White sugar (and similar high processed sugars) makes you fat, creates anxiety and depression, increases diabetes, causes heart problems, rots your teeth, and suppresses your immune system. Processed foods almost always have sugar added to them since companies know it is addictive, and they want you to eat as much as possible. Most real foods (except meat) have carbohydrates in them, but usually in lower quantities. Even when whole foods contain higher amounts of carbohydrates and sugars, like fruit, for example, the soluble fiber in real food slows down our bodies’ absorption of both. We call these smart carbs. Translation? You get energy, but without the problems that come with excess sugar and carbs!
4. No added salt.
To much salt is hard on the kidneys and creates high blood pressure. It ends up being one more toxin the body must deal with.
Real foods have minimal amount of naturally occurring sodium which is actually good for the body. Most processed foods have added salt to increase the flavor (even if it is very sweet) so you will eat more, and eat more often.
5. Real food looks, smells, and feels great.
I love strolling through the produce department of the supermarket or health food store. Seeing mountains of reds, greens, oranges, and yellows is not just a feast for my eyes, but for my nose as well. Even my body resonates with this offering of real food nourishment. I fill my shopping cart with these lively fruits and vegetables.
Going to the farmer’s market is even more fun! It is colorfully alive with tables filled with vibrant green lettuce, bright red tomatoes, cherries and apples, fuzzy peaches, yellow beans, sweet blueberries, juicy raspberries, and pickling cucumbers. Just thinking of all of this wonderful fresh food is making my mouth water.
Paying at the grocery store is not as much fun: waiting among lines of moms, teenagers, and businessmen with their carts piled high with packages and cans.
This picture is of me showing what I feel is real food compared to what real food is NOT. Click to watch the complete demonstration.
7 Guidelines to Get a “Real Food” Program Going:
1. Don’t eat food products containing ingredients that are unpronounceable.
2. Shop at the farmer’s market or grow your own food if you can. Your food will be fresher and have the most nutrition–with zero preservatives.
3. Eat Mostly plants, particularly, lots of greens.
4. Do not eat food products that make health claims. Most of these processed food claims are untrustworthy. Remember those margarine claims about it being so good for us? Then we found out margarine was giving people heart attacks.

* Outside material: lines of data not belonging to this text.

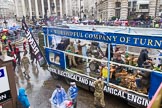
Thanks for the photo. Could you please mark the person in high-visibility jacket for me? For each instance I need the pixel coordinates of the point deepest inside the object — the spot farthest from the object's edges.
(4, 38)
(103, 71)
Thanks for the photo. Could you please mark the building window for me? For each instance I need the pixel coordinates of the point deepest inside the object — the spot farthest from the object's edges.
(144, 6)
(117, 10)
(129, 4)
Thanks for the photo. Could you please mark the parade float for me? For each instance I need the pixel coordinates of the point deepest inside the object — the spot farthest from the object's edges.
(95, 44)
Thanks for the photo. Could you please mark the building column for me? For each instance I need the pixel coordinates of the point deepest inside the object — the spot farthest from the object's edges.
(30, 9)
(49, 8)
(23, 7)
(42, 2)
(61, 8)
(17, 13)
(70, 8)
(66, 11)
(154, 8)
(111, 9)
(36, 9)
(124, 10)
(55, 9)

5. Pay more for the best nutritious food you can find. This will sometimes mean buying organic. Much of the population who are overweight are eating way too much. They would do better health-wise not just by eating less food, but foods with a higher nutritional value. Eating real food gives the body what it truly craves: more nutrition.
6. Learn to cook your own healthy meals. It’s fun! You do not need to be a rocket scientist to make simple healthy meals like I do.
7. Eat a wide variety of real foods. Try adding new vegetables or fruits. You will get a wider spectrum of nutrition.